Clifford received her diploma in nursing from The Hospital of St. Raphael School of Nursing in 1956. She received her BSN from St. Anselm College in Manchester, NH, her masters in nursing from the University of Alabama and a doctorate in Health Planning and Policy Analysis at the Heller School of Brandeis University.
She was a fellow of the American Academy of Nursing and a former President of the American Organization of Nurse Executives. She was a member of the Board of Trustees of the American Hospital Association from 1991-1994. In addition, she was a trustee for her alma mater, St. Anselm College, and was the first nurse to be a member of the Harvard Medical School's Admissions Committee.
Widely recognized for her contributions to nursing, Clifford received numerous awards.
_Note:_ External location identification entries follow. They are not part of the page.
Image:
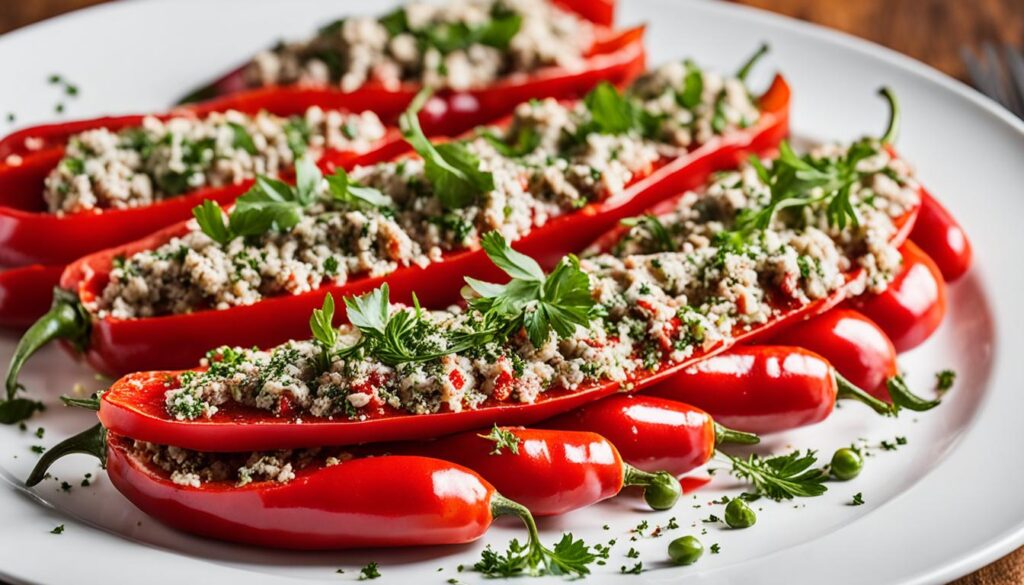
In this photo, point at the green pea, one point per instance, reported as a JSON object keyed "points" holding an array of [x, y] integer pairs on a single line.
{"points": [[685, 550], [663, 492], [846, 464], [738, 514]]}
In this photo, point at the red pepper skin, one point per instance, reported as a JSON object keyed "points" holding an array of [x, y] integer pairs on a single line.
{"points": [[554, 471], [26, 292], [942, 238], [912, 306], [178, 341], [651, 433], [372, 502], [758, 389], [854, 344]]}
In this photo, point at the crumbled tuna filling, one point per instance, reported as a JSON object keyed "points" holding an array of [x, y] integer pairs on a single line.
{"points": [[458, 44], [671, 287], [193, 468], [136, 166], [551, 161]]}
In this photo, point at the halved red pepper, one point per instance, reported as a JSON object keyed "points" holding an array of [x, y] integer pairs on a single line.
{"points": [[652, 433], [549, 471], [912, 305], [37, 244], [115, 346], [135, 405], [616, 56], [369, 502]]}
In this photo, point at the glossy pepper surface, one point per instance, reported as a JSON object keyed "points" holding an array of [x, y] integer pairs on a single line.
{"points": [[116, 346], [549, 471], [912, 305]]}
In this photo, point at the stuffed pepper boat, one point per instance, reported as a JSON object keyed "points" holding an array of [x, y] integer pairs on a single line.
{"points": [[101, 182], [758, 247], [483, 56], [551, 178]]}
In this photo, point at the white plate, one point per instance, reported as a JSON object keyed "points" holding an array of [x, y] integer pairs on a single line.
{"points": [[944, 504]]}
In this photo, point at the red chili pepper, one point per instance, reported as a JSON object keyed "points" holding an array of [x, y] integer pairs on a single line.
{"points": [[652, 433], [616, 56], [549, 471], [768, 388], [942, 238], [371, 502], [116, 346], [912, 306], [856, 346]]}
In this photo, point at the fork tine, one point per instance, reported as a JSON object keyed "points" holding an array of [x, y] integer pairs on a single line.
{"points": [[995, 74], [979, 73], [1015, 70]]}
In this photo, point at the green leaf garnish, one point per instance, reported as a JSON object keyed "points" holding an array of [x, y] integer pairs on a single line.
{"points": [[345, 190], [503, 439], [781, 476], [557, 302], [453, 171]]}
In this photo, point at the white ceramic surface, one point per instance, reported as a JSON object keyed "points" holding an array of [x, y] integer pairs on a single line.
{"points": [[942, 505]]}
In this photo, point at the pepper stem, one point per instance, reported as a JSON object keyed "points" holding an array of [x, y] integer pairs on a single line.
{"points": [[90, 442], [725, 435], [662, 490], [744, 70], [848, 389], [66, 320], [892, 128], [903, 398]]}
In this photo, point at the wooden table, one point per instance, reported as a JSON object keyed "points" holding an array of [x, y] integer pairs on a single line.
{"points": [[931, 31]]}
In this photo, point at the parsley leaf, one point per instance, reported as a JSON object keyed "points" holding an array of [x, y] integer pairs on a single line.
{"points": [[503, 439], [557, 302], [242, 138], [345, 190], [211, 220], [453, 171], [781, 476]]}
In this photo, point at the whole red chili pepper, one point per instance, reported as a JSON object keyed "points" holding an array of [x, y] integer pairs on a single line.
{"points": [[855, 345], [549, 471], [942, 238], [768, 388], [652, 433], [912, 305], [115, 346], [370, 502], [616, 56]]}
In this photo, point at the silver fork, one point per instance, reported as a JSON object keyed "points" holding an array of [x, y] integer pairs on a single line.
{"points": [[999, 77]]}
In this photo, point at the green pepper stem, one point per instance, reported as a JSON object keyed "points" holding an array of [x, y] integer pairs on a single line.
{"points": [[744, 70], [903, 398], [66, 320], [90, 442], [847, 389], [725, 435], [892, 128]]}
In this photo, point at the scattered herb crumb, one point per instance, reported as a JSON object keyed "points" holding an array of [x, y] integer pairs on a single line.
{"points": [[635, 570], [944, 380], [369, 572]]}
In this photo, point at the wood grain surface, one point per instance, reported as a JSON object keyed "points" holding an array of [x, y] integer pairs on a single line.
{"points": [[931, 31]]}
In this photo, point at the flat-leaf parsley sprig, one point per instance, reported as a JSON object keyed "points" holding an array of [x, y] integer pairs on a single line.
{"points": [[272, 204], [781, 476], [559, 301]]}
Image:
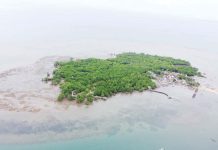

Most recently, she was awarded the Living Legend in Massachusetts Nursing by the Massachusetts Association of Registered Nurses in 2007, named a "Living Legend" by the American Academy of Nursing in 2005. She was a member of the charter class of the Johnson and Johnson-Wharton Fellows Program in Management for nurses; served as a Commissioner on the National Commission on Nursing in 1988; and, in 1995, was a member of the committee on the Adequacy of Nurse Staffing of the Institute of Medicine. She has served on the Robert Wood Johnson (RWJ)-sponsored council on Economic Impact of Health System Change and was a member of the National Advisory Committee of the RWJ Executive Nurse Fellows Program.
Clifford is regularly described as the architect of nursing's professional practice model - a model that has been recognized nationally and internationally in hospital and in out-patient/community services.
This practice model has been studied and emulated by nurses and health administrators around the world including: Australia, New Zealand, Israel, England, Scotland, Germany, Netherlands, Kenya, Thailand, China, Saudi Arabia, Japan, and all of the Scandinavian countries. Her leadership has been was also recognized with the Award of Honor of the American Hospital Association (1990), the National Nurse Executive Leadership Award of the American Organization of Nurse Executives (1996), three honorary degrees, the Lifetime Achievement Award of the American Organization of Nurse Executives (2003), and the AACN-Marguerite Rodgers Kinney Award for a Distinguished Career of the American Association of Critical-Care Nurses (2004).
She held leadership positions on many boards and special programs, including the American Journal of Nursing Publishing Company (board chair), the American Hospital Association, the Institute of Medicine's Committee on the Adequacy of Nurse Staffing, The Council on the Economic Impact of Health Care Reform, Strengthening Hospital Nursing Program (RWJ/Pew), and The RWJ Executive Nurse Fellowship Program. Her book
Restructuring: The Impact of Hospital Organization on Nursing Leadership was frequently cited in the 2004 IOM report on patient safety. She was co-editor with Kathy J. Horvath, PhD, RN, of the book
Advancing Professional Nursing Practice: Innovations at Boston's Beth Israel Hospital.
Clifford's past nursing experiences include multiple nursing positions in service and education and both active and reserve duty in the U.S. Air Force Nurse Corps where she achieved the rank of major.
Funeral services are being arranged by Gormley Funeral Service in West Roxbury where a wake will be held Thursday, Oct. 27, from 3 to 8 p.m. The funeral mass will be held at St. Theresa's in West Roxbury at 10 a.m. on Friday, Oct. 28, followed by burial at the Massachusetts National Cemetery in Bourne.
BIDMC flags will be lowered to half-staff in Joyce's honor on Monday and Tuesday, Oct. 24-25.
Materials from the Ruth and David Freiman Archives at Beth Israel Deaconess Medical Center were used in preparing this message.